About 240,000 American men are diagnosed with prostate cancer each year, and in 130,000 the tumors are “localized and low-risk.” About 90 percent of the low-risk group now opt for curative treatment, but all are candidates for strategies based simply on following the patient closely, the panel said.
“Our panel found that men with localized and low-risk prostate cancer should be closely monitored, permitting their treatment to be delayed until warranted by disease progression,” Patricia A. Ganz, a physician at the University of California at Los Angeles who headed the 14-member committee, told reporters Wednesday.
She said she expected the conclusions to be both controversial and influential.
“An NIH-vetted document that describes this as a reasonable approach . . . can be very powerful,” she told reporters.
The committee’s carefully worded 19-page statement is the second blow this season to American medicine’s approach to the most common cancer in men. In October, a different panel that advises the government on disease prevention said most men should not be screened for prostate cancer with the PSA blood test because finding the disease early leads to no clear benefit.
The latest panel only considered what is known about management of tumors confined to the prostate gland that also appear relatively normal when viewed under a microscope. It did not discuss treatment of fast-growing, wildly abnormal cancers.
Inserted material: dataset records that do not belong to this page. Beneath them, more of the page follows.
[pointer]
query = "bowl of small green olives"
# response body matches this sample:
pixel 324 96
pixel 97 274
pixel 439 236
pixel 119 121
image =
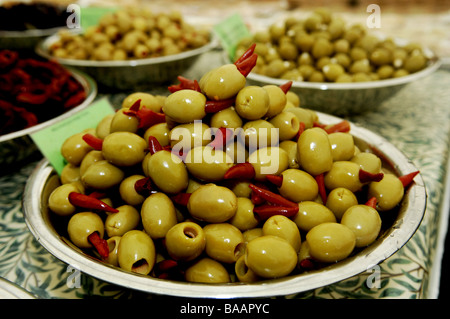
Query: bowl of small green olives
pixel 243 269
pixel 131 48
pixel 336 68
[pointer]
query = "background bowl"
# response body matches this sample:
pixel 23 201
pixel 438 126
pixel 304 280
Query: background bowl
pixel 397 232
pixel 16 146
pixel 131 74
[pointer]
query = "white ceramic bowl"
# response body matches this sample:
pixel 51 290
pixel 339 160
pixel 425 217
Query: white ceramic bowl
pixel 131 74
pixel 411 210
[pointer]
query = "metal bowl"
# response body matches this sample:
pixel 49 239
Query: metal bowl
pixel 136 74
pixel 17 146
pixel 411 211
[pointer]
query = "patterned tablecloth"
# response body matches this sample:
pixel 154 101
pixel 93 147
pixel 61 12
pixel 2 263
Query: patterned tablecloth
pixel 416 120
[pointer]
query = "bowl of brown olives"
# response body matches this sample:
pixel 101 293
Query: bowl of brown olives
pixel 335 67
pixel 36 94
pixel 130 48
pixel 224 191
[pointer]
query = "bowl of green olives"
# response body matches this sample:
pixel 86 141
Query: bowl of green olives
pixel 164 240
pixel 131 48
pixel 336 68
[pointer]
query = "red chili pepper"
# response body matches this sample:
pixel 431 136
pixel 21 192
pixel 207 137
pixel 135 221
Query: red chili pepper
pixel 372 202
pixel 100 244
pixel 216 106
pixel 93 141
pixel 265 211
pixel 154 145
pixel 90 202
pixel 367 177
pixel 185 84
pixel 286 87
pixel 321 184
pixel 275 179
pixel 181 198
pixel 408 178
pixel 241 171
pixel 271 197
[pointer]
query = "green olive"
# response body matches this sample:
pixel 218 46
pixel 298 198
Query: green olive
pixel 83 224
pixel 314 151
pixel 136 252
pixel 252 102
pixel 388 192
pixel 127 218
pixel 270 256
pixel 330 242
pixel 207 270
pixel 168 172
pixel 102 175
pixel 268 160
pixel 298 185
pixel 224 242
pixel 185 106
pixel 124 148
pixel 185 241
pixel 339 200
pixel 311 214
pixel 158 215
pixel 281 226
pixel 212 203
pixel 364 221
pixel 222 83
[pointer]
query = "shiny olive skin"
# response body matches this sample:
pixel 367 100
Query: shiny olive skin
pixel 59 202
pixel 127 218
pixel 102 175
pixel 388 192
pixel 252 102
pixel 311 214
pixel 74 148
pixel 136 252
pixel 298 185
pixel 208 164
pixel 224 242
pixel 343 174
pixel 207 270
pixel 168 172
pixel 185 106
pixel 122 122
pixel 243 273
pixel 270 256
pixel 185 241
pixel 83 224
pixel 212 203
pixel 124 148
pixel 128 191
pixel 158 215
pixel 314 151
pixel 342 146
pixel 222 83
pixel 364 221
pixel 281 226
pixel 268 160
pixel 330 242
pixel 339 200
pixel 244 218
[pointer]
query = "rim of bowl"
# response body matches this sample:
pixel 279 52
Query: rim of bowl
pixel 42 50
pixel 413 207
pixel 90 87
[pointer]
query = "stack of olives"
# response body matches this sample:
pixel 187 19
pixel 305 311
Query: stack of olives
pixel 322 48
pixel 178 187
pixel 130 33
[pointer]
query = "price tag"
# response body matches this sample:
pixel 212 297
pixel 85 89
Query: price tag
pixel 50 139
pixel 230 31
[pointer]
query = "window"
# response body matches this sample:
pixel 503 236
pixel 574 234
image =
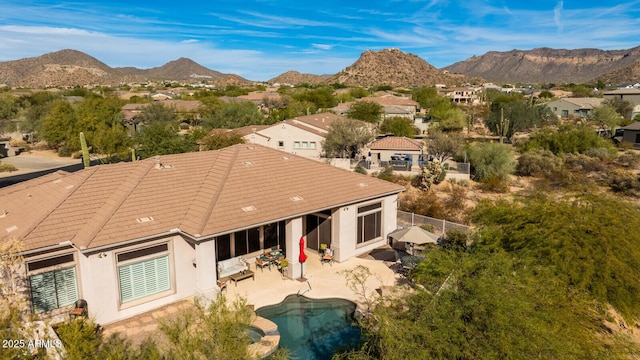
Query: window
pixel 247 241
pixel 143 272
pixel 223 247
pixel 369 222
pixel 55 288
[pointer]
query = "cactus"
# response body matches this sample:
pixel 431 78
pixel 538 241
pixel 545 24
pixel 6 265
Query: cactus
pixel 85 151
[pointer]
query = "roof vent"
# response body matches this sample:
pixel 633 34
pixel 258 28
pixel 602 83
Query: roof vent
pixel 144 219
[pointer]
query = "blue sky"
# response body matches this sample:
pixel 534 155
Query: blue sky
pixel 260 39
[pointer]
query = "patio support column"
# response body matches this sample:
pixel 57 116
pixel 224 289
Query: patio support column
pixel 294 232
pixel 415 166
pixel 206 273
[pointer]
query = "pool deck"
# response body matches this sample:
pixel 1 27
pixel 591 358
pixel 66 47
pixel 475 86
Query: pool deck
pixel 270 287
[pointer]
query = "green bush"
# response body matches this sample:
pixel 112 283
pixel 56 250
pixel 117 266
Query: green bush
pixel 538 163
pixel 8 168
pixel 495 184
pixel 491 160
pixel 360 169
pixel 629 159
pixel 624 181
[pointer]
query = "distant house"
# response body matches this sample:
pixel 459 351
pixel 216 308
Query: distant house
pixel 186 111
pixel 302 135
pixel 392 105
pixel 400 152
pixel 630 94
pixel 577 107
pixel 464 95
pixel 631 134
pixel 132 237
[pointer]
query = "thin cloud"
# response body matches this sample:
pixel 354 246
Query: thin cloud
pixel 557 15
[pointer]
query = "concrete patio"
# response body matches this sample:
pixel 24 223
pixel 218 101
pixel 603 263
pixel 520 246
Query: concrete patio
pixel 270 287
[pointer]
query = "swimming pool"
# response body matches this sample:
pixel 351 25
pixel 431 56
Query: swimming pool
pixel 314 328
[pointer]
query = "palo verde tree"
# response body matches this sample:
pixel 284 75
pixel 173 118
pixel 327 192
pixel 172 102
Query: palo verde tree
pixel 345 138
pixel 364 110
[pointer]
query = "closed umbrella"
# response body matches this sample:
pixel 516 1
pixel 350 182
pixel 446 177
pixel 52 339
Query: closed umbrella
pixel 303 257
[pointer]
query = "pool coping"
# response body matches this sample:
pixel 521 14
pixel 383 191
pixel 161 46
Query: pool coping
pixel 269 343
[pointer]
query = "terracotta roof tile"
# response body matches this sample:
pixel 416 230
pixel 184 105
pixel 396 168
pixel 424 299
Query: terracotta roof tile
pixel 396 143
pixel 200 193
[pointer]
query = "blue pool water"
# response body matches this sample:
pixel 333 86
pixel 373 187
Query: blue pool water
pixel 314 328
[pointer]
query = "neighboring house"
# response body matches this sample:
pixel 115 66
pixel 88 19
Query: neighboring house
pixel 465 95
pixel 630 94
pixel 393 106
pixel 186 110
pixel 302 135
pixel 576 107
pixel 631 134
pixel 131 237
pixel 400 152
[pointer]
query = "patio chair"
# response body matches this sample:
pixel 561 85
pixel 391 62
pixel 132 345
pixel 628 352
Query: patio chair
pixel 283 266
pixel 80 310
pixel 327 257
pixel 262 263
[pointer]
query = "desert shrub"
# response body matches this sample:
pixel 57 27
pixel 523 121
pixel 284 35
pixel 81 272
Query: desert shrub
pixel 491 160
pixel 455 203
pixel 624 181
pixel 360 169
pixel 567 139
pixel 432 173
pixel 601 153
pixel 629 159
pixel 582 162
pixel 495 184
pixel 428 227
pixel 425 203
pixel 7 168
pixel 538 163
pixel 456 239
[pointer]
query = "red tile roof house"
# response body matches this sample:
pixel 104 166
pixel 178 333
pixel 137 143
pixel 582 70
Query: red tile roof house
pixel 302 135
pixel 132 237
pixel 383 150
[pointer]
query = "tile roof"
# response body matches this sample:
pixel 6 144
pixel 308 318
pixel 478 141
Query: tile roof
pixel 396 143
pixel 200 194
pixel 585 103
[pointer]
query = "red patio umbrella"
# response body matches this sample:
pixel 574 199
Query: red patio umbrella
pixel 303 257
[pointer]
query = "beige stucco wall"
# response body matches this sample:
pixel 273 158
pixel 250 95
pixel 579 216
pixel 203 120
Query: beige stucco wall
pixel 288 135
pixel 99 281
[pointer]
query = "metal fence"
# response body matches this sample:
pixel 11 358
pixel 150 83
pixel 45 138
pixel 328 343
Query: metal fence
pixel 441 226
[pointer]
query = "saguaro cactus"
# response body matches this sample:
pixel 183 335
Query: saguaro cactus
pixel 85 151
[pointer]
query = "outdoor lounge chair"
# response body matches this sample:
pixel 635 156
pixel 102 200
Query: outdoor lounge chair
pixel 80 309
pixel 262 263
pixel 327 257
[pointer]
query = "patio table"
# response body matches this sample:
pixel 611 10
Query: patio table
pixel 241 276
Its conclusions appeared to be generally, but not universally, supported by people who attended the conference, where researchers and practitioners Monday and Tuesday presented data about the “state of the science” of low-risk prostate cancer treatment .
“I think they did a wonderful job,” said Otis W. Brawley, chief medical officer of the American Cancer Society. “I’m hopeful this document will cause doctors and patients to consider ‘active surveillance’ as a legitimate treatment for this disease.”
Jerry Sims, a 72-year-old patient advocate who traveled from Pinckney, Mich., to attend the conference, called the panel’s work “a big step forward.” Eight years ago, he had a radical prostatectomy — treatment he thinks he embraced too quickly.
“In most places you can’t get married without waiting a few days. I don’t understand why there isn’t a cooling-off period for this disease,” he said.
However, Merel Grey Nissenberg, a San Diego malpractice lawyer who heads the California Prostate Cancer Coalition, said she was not entirely happy.